As regards the functions of any board of directors or authority of this kind, there are two limiting factors. One is the size of the membership. If a body is too large, it is not a good policy-making body. I do not think I need enlarge on that. People have different ideas as regards ideal numbers. However, a figure any higher than 15 is getting dangerously high. I think anything over 10 is probably getting dangerously high. However, one must decide on a number.

As regards implicating professionals in this matter, if we are to appoint them as representatives, as my noble friend Lady Gardner of Parkes and others have already pointed out, there is no end to the number of people whom we could appoint as representatives. There are different aspects to the profession and people involved in these aspects all have a great role to play in this matter, not least the pharmacists. I live in a country area and I know of the role played by pharmacists in advising people who live in a country district with a dispersed population. In my area there is a most excellent group practice but it is spread over a widely dispersed population.

Secondly, there is also the matter of whether it is right—in my view it is not right in principle—to have any board or committee packed with too many experts. I am not saying for one moment that we should exclude from membership a doctor, a nurse or a pharmacist. It would be mad not to include people with that sort of background. However, I submit that they should not be representatives. Many years ago now I had some years' experience as a member of a board of governors of one of our large London teaching hospitals. It was an admirable body but its membership was so large and so diverse that from a management point of view the body was useless. It served other purposes but it was a poor directional body. The governing body's main committees were also large and had all sorts of representatives on it. There were also some small sub-committees.

I remember very well serving on a small sub-committee which was charged with looking at rough specifications for the new St. Mary's which we hoped might be built some time in the next few decades, if not sooner. That small committee of eight people included two doctors. They were distinguished members of our staff, but because they were so busy they were seldom able to attend meetings every month. One or other might attend, but rarely both. They were highly dedicated men—both now, sadly, long since dead—who had different views. We reached the ridiculous position where we listened to one doctor one month, and the next month the other doctor attended and proposed the exact opposite of what his colleague had proposed.

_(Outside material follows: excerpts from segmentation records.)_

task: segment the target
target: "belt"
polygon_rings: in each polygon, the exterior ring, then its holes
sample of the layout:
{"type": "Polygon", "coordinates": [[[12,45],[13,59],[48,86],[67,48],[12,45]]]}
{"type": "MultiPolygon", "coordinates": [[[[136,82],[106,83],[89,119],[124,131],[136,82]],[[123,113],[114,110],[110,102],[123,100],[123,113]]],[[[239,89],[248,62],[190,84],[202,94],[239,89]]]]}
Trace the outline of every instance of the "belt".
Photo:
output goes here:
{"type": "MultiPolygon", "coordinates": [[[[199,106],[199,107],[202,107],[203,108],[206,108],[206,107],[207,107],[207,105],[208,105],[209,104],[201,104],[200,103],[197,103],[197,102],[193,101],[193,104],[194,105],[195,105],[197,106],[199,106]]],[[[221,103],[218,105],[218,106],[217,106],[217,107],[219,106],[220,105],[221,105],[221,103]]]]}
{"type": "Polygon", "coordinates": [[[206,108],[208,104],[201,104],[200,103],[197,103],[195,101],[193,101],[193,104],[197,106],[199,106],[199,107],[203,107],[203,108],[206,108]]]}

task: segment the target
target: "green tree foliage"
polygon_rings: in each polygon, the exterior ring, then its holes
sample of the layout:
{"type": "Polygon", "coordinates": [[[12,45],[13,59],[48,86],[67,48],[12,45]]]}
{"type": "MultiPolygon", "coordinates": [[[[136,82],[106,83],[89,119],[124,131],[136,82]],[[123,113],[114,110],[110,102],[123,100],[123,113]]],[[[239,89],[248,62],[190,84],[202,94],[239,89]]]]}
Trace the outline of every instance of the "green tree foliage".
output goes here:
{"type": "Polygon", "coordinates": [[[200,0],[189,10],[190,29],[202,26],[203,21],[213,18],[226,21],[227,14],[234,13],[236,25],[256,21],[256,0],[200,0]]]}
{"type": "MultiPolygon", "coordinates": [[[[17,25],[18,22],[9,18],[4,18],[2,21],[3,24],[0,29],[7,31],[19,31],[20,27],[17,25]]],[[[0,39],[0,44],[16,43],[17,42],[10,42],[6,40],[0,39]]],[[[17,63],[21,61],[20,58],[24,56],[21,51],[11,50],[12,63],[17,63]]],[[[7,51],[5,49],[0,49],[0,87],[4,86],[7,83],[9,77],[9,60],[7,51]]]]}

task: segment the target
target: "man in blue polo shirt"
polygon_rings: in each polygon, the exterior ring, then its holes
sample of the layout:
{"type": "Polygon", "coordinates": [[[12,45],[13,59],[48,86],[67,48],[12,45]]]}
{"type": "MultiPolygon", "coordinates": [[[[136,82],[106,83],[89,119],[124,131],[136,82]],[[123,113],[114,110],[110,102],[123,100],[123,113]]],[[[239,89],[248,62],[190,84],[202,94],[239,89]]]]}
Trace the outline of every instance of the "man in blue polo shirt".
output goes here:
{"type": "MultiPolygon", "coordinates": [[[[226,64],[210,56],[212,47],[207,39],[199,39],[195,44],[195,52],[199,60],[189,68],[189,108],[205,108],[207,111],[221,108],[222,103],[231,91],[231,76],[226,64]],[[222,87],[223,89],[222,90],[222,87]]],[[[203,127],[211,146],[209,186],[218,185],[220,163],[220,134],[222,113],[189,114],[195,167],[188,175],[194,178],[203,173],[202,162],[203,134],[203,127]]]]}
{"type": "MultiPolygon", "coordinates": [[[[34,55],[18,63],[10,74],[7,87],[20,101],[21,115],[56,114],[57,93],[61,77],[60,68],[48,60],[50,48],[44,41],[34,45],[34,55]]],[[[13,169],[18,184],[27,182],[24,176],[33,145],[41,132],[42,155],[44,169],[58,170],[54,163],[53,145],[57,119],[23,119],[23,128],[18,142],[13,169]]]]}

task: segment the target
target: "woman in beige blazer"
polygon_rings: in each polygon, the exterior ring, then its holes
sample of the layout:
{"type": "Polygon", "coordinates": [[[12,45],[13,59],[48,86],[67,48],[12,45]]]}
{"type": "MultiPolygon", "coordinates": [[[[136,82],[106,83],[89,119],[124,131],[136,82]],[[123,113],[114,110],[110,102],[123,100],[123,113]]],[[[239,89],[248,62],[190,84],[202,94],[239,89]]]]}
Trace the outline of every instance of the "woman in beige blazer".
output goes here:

When we finally produced a report for the main sub-committee of the board the doctors and nurses argued about it because they could not accept that those members of our committee had the power to represent the medical view or the nurses' view.

Therefore, we must have people with relevant experience, but above all we must be free to ask such people to give evidence and to talk to us. If one has official representatives of doctors and nurses others are shy of coming. However, they must be free to come and give evidence. Once one has an official representative one is going down a very dangerous path leading to long delay and uncertainty of decision.

5 p.m.

The Lord Bishop of Liverpool

I have not been in this Chamber for a while because I have been in the hands of the National Health Service. I am enormously and wonderfully grateful to it.

As I understand it, the purpose of the amendment is to ensure that there is a balance. I understand that the drafters of the amendment want to see that a balance is maintained between primary and secondary healthcare. With my longstanding interest in urban priority areas, I have taken a special interest in the health divide, ever since the Black Report and much else. I am clear that if we want to remove that health divide then primary healthcare is the place where principally that has to be done. When large-scale spending is at stake, as people who work in hospitals have told me, the balance of power frequently slips from primary healthcare, however much lip service is paid to its importance.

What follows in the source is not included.